Order, Supreme Court, New York County (Laura E. Drager, J.), entered on or about April 13, 2009, which, to the extent appealed from, as limited by the briefs, denied plaintiffs motion to vacate a judgment of divorce entered by the Clerk of that court in 1985 and for an award of counsel and expert fees, modified, on the law and the facts, to remand the matter for an evidentiary hearing with respect to so much of plaintiffs motion as seeks an order vacating the 1985 judgment of divorce, and otherwise affirmed, without costs.
*652The IAS court denied plaintiff wife’s motion to vacate the 1985 divorce judgment on the ground of fraud. A motion to vacate a judgment upon the ground of fraud pursuant to CPLR 5015 (a) (3) must be made within a reasonable time (see Weimer v Weimer, 281 AD2d 989 [2001] [four-year delay unreasonable]; Richardson v Richardson, 309 AD2d 795 [2003] [12-year delay unreasonable]; Sieger v Sieger, 51 AD3d 1004, 1006 [2008], Iv denied 14 NY3d 711 [2010] [seven-year delay unreasonable]). The IAS court found that the wife was aware of the defendant husband’s alleged misconduct by July 1990, and that she waited until 2008 to move to vacate the judgment. It determined that the wife’s 18-year delay was unreasonable.

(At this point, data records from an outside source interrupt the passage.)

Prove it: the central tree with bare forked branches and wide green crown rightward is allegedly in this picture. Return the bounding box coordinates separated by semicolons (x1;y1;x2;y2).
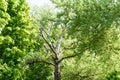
26;0;120;80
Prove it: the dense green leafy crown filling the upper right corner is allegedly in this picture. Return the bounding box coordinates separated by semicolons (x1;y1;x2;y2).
52;0;120;54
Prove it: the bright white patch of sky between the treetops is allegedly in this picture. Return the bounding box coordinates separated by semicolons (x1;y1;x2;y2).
27;0;52;6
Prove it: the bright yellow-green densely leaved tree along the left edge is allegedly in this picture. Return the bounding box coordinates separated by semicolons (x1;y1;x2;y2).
0;0;36;80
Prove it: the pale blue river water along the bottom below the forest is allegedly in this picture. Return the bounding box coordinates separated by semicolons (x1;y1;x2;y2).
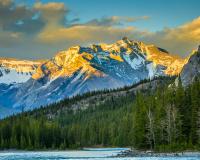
0;148;200;160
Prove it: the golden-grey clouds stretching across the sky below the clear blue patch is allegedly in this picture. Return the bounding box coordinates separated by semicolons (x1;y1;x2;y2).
0;0;200;58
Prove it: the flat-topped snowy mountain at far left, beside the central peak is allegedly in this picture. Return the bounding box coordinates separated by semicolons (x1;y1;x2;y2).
0;58;44;118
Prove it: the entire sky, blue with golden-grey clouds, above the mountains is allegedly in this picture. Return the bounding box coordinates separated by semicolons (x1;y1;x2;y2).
0;0;200;59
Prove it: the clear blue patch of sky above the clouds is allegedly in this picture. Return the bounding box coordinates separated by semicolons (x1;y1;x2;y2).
23;0;200;31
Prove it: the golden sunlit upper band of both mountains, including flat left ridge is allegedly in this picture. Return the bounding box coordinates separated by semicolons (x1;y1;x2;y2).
0;38;188;84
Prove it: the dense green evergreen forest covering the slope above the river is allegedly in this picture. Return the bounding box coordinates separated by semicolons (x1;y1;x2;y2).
0;77;200;151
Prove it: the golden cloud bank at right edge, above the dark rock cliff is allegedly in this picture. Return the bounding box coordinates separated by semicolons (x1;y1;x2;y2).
143;17;200;55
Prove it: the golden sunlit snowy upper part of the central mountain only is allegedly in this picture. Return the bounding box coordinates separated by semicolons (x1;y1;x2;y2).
32;37;186;83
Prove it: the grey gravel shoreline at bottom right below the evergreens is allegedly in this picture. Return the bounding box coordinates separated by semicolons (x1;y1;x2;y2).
115;149;200;157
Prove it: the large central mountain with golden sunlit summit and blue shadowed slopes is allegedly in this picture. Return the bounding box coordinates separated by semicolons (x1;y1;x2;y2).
0;37;187;117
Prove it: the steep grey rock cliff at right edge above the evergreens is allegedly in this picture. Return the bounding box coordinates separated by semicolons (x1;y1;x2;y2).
180;46;200;86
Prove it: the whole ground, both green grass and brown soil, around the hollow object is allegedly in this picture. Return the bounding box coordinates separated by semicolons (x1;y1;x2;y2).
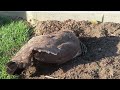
0;17;120;79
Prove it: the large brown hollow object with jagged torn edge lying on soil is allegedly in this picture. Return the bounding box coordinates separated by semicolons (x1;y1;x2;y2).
7;30;86;74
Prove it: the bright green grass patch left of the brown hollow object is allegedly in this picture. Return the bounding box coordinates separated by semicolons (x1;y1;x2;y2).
0;17;32;79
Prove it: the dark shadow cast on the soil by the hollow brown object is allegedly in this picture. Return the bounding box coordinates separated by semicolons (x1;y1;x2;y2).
27;36;120;77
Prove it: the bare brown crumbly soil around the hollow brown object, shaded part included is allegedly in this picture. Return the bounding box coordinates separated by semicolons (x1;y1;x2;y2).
21;19;120;79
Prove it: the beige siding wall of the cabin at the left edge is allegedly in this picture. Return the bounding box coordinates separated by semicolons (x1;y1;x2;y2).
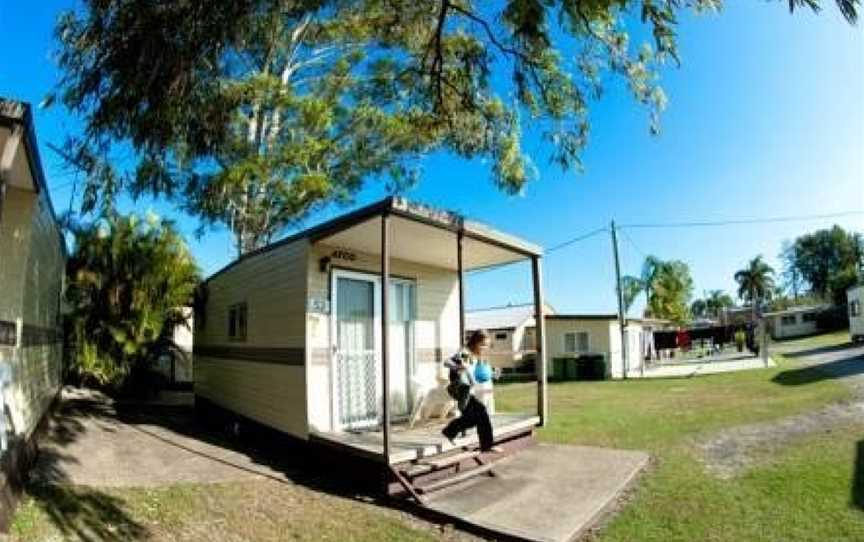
0;185;65;437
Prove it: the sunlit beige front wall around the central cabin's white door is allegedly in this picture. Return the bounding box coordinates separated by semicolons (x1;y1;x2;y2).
307;244;461;431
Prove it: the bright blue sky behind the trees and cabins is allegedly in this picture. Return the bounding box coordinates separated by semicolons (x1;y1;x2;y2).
0;0;864;313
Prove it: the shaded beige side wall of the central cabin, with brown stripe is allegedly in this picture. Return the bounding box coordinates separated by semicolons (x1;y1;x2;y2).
194;239;309;438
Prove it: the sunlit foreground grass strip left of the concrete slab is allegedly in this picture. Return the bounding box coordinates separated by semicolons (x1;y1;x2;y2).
12;480;469;542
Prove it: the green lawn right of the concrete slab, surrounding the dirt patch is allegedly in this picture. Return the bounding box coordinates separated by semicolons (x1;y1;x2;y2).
496;334;864;541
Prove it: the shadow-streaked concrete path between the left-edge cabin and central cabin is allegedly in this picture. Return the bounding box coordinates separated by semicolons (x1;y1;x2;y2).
33;388;286;487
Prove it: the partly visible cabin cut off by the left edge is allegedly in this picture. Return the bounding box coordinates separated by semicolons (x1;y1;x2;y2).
0;98;66;530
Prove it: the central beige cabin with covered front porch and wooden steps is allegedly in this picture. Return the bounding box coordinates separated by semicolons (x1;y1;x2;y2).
193;198;547;501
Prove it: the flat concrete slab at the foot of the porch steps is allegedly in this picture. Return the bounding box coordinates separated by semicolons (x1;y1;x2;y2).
427;444;648;542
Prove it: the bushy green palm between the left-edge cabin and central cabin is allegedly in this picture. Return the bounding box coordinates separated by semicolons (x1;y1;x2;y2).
66;215;199;384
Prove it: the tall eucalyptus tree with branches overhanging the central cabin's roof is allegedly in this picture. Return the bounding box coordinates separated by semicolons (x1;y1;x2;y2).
49;0;859;252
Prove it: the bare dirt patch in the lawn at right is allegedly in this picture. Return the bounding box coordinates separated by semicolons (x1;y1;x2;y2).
697;401;864;479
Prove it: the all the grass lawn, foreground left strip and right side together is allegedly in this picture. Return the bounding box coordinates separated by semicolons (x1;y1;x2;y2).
13;333;864;542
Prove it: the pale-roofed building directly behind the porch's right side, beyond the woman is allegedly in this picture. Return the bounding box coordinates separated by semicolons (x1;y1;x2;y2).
465;303;555;373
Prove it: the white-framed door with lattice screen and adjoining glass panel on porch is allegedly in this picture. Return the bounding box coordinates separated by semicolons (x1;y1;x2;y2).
332;270;415;429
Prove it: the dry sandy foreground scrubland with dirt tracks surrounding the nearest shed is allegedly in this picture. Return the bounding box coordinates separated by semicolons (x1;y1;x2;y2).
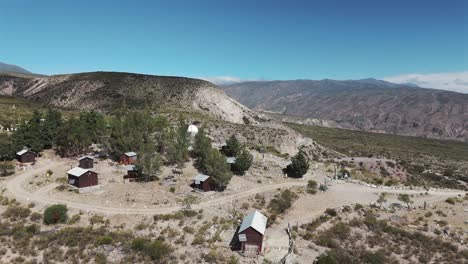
0;148;468;263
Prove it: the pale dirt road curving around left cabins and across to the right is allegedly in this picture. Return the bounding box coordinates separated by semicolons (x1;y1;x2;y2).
6;160;460;215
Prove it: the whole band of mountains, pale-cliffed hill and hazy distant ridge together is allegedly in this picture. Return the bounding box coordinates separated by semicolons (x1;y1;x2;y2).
0;63;468;141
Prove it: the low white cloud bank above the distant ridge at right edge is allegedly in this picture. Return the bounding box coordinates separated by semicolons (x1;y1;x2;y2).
383;71;468;93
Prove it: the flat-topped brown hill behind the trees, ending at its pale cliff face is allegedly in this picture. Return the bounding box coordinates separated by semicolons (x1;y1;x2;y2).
0;72;253;123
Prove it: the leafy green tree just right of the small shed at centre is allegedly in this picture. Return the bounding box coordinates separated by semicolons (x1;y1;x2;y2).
203;149;232;190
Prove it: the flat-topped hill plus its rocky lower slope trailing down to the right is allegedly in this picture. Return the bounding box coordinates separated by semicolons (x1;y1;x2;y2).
0;72;323;155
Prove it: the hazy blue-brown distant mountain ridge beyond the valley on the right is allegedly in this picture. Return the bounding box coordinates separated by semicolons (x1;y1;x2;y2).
223;79;468;141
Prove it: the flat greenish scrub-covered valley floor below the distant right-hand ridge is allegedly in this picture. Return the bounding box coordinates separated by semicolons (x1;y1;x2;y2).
287;123;468;189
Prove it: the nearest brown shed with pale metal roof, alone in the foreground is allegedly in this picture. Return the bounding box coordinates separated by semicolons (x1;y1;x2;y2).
237;210;267;254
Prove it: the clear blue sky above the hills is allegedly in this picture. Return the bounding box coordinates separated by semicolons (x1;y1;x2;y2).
0;0;468;88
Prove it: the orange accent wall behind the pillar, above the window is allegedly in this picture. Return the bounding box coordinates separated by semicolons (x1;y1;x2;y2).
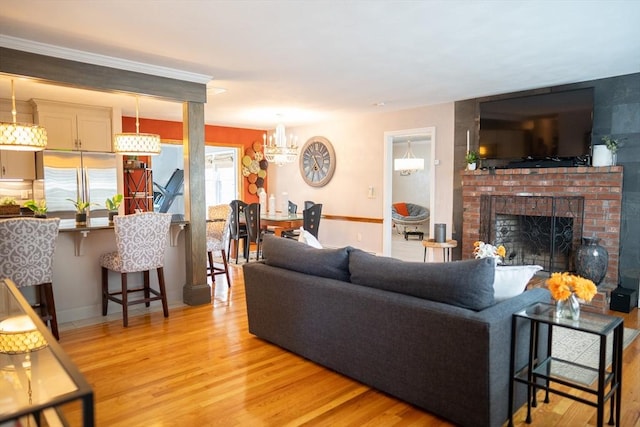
122;116;269;203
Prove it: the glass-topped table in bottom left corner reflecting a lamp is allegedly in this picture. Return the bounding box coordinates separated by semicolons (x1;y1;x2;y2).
0;279;94;427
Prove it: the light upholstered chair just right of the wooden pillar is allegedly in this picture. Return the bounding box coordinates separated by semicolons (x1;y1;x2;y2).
207;204;231;287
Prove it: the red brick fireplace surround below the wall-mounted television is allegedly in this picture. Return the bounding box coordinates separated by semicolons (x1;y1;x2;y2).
462;166;622;287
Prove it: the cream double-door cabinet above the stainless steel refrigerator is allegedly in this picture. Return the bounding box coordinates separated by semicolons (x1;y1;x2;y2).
33;99;113;152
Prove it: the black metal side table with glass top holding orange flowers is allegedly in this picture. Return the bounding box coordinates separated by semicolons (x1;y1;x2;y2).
509;303;624;427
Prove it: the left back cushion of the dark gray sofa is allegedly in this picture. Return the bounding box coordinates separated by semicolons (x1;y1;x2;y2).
262;235;352;282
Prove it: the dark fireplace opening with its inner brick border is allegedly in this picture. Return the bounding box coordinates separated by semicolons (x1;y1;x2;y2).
480;195;584;273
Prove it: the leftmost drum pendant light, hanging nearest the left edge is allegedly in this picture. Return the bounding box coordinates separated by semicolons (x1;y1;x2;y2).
0;80;47;151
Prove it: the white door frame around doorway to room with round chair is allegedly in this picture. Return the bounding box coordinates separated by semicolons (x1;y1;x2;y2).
382;126;437;256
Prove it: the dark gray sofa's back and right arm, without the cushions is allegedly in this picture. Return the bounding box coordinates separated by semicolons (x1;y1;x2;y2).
243;239;548;427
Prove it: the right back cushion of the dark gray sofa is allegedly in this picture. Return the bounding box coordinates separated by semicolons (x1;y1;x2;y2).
349;249;495;311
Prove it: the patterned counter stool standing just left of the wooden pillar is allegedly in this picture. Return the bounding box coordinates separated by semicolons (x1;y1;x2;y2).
100;212;171;327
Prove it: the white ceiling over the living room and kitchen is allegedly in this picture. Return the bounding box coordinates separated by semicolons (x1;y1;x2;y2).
0;0;640;129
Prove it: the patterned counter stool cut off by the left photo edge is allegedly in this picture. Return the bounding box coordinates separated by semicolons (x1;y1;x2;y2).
0;218;60;339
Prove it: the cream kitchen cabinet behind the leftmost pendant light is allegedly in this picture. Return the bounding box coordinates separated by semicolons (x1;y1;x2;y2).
0;100;36;179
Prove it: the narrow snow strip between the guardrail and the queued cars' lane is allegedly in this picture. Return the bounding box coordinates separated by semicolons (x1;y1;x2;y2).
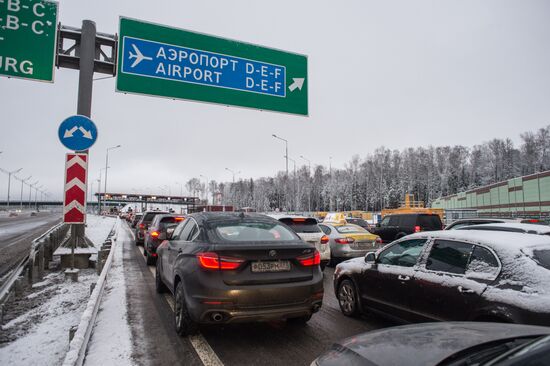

Although the wife never argued below that the 1985 judgment should be vacated for lack of jurisdiction pursuant to CPLR 5015 (a) (4), contrary to the husband’s contention, this Court may review the argument since it is a legal argument which appears upon the face of the record and could not have been avoided if brought to the husband’s attention at the proper juncture (see Chateau D’ If Corp. v City of New York, 219 AD2d 205, 209 [1996], Iv denied 88 NY2d 811 [1996]). The wife’s argument, however, lacks merit. Although a motion to vacate a judgment for lack of jurisdiction may be made “at any time” (Caba v Rai, 63 AD3d 578, 580 [2009]), such a motion should be denied if the movant acted as if the judgment were in effect before moving to vacate it (Calderock Joint Ventures, L.P. v Mitiku, 45 AD3d 452, 453 [2007]). Here, the IAS court determined that because the wife did not deny that she submitted the 1985 divorce judgment to the Queens County Family Court in 1992 to obtain support for herself and her children, she waived any objection to the court’s jurisdiction over her (see id.).
Given that the wife failed to submit a complete copy of her statement of net worth and her motion to vacate lacked merit, the IAS court providently exercised its discretion in denying the wife’s motion for counsel fees (see Domestic Relations Law § 237 [a]; see generally DeCabrera v Cabrera-Rosete, 70 NY2d 879, 881 [1987]).
The IAS court also providently exercised its discretion in denying the wife’s motion for expert fees, namely $1,000 for a handwriting expert’s appearance at trial. Because the wife’s motion to vacate the 1985 divorce judgment was denied, the handwriting expert’s appearance was not necessary.
However, inasmuch as each party contends that the other surreptitiously procured the 1985 judgment by some form of deceit, and given the policy implications of a fraud being perpetrated on the court, we exercise our independent discre*653tion and remand for an evidentiary hearing. If it is found that it was the wife who wrongfully obtained the divorce, her motion to vacate the judgment should be denied. If, however, it was the husband who was fraudulent, then Supreme Court can reach the issue of whether the wife’s delay in seeking to vacate the judgment was reasonable, or whether she waived any challenges to the validity of the judgment by relying on it in seeking maintenance and support in Family Court in 1992.
We do not find it necessary at this juncture to draw inferences from an incomplete and contradictory record, particularly in light of our remand for a hearing. Indeed, the need for an evidentiary hearing is manifest by the IAS court’s characterization of the wife’s lack of “credibility and bona fides” and the concurrence’s assertion that “there is a substantial basis for believing that the husband fraudulently obtained the divorce” (emphasis added). Concur — Acosta, Freedman and Román, JJ.